To seize this moment, we must start by supporting educators.  This isn’t just about choosing the right tech tools, or restructuring what the typical classroom looks like. Tools without a strategy fail every time.

We must set a vision for flexible, student-centered learning. Then we need to support teachers and leaders with the skills, mindsets, communities, time, and tools to achieve the vision.
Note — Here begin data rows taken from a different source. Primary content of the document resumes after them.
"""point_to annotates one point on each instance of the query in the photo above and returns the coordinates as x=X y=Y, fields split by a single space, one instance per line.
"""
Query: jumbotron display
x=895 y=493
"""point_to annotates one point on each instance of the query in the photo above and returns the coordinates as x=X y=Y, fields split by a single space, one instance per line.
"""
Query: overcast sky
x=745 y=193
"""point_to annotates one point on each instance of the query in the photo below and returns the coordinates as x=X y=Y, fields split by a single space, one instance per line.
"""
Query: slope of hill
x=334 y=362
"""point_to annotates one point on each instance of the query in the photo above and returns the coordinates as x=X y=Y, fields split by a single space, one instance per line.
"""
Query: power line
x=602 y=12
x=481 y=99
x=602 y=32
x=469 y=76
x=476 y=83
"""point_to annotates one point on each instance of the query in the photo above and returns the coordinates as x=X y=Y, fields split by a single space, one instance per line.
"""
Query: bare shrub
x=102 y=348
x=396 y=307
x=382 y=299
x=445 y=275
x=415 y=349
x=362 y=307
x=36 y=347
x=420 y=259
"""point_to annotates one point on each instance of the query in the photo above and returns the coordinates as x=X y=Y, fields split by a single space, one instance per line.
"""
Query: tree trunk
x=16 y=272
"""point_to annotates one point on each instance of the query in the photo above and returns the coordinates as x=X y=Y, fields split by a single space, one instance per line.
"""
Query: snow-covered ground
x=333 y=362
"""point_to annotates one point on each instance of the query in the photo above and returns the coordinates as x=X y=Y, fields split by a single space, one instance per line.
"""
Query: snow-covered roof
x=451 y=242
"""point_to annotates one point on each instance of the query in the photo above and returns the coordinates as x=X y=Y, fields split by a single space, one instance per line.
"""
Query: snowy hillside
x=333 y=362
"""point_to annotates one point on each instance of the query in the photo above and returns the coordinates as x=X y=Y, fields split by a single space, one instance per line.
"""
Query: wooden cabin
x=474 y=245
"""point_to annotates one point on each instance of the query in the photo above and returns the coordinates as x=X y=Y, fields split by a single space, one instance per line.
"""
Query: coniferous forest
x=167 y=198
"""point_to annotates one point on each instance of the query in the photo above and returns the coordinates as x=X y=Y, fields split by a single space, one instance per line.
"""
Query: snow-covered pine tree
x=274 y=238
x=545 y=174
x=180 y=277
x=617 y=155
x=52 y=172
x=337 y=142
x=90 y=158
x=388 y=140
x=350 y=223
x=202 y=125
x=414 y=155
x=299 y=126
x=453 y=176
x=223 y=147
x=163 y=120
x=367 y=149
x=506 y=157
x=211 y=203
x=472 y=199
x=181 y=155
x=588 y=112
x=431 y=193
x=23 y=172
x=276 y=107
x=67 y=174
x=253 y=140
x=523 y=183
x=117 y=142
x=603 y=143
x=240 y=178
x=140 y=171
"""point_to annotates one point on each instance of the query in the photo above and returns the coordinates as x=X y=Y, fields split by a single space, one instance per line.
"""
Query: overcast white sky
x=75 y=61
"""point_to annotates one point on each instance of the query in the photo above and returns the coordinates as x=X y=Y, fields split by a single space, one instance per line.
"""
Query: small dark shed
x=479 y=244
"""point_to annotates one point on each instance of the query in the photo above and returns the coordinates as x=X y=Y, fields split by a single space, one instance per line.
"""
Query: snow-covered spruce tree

This means that teachers need to experience effective professional development at a distance; collaborate with peers and mentors; understand and address their own social-emotional needs; be supported in healing and mindfulness work; and experience growth-oriented support that includes cycles of experimentation and feedback.

Collaborating with thousands of schools and districts, we’ve seen the powerful change that comes when leaders invest the time and resources in professional learning, valuing teachers enough to ensure they receive rich, continuous support.

The desire to “get back to normal” is understandable. That old way felt safe and comforting for some. The truth is, it wasn’t working for many students; it wasn’t inclusive or responsive enough to support the beautiful potential of the diverse set of bright beings in our collective charge.

Let’s call one another to the highest path, and let’s take the uncertainties of this moment as an opportunity to build better and to create a better normal.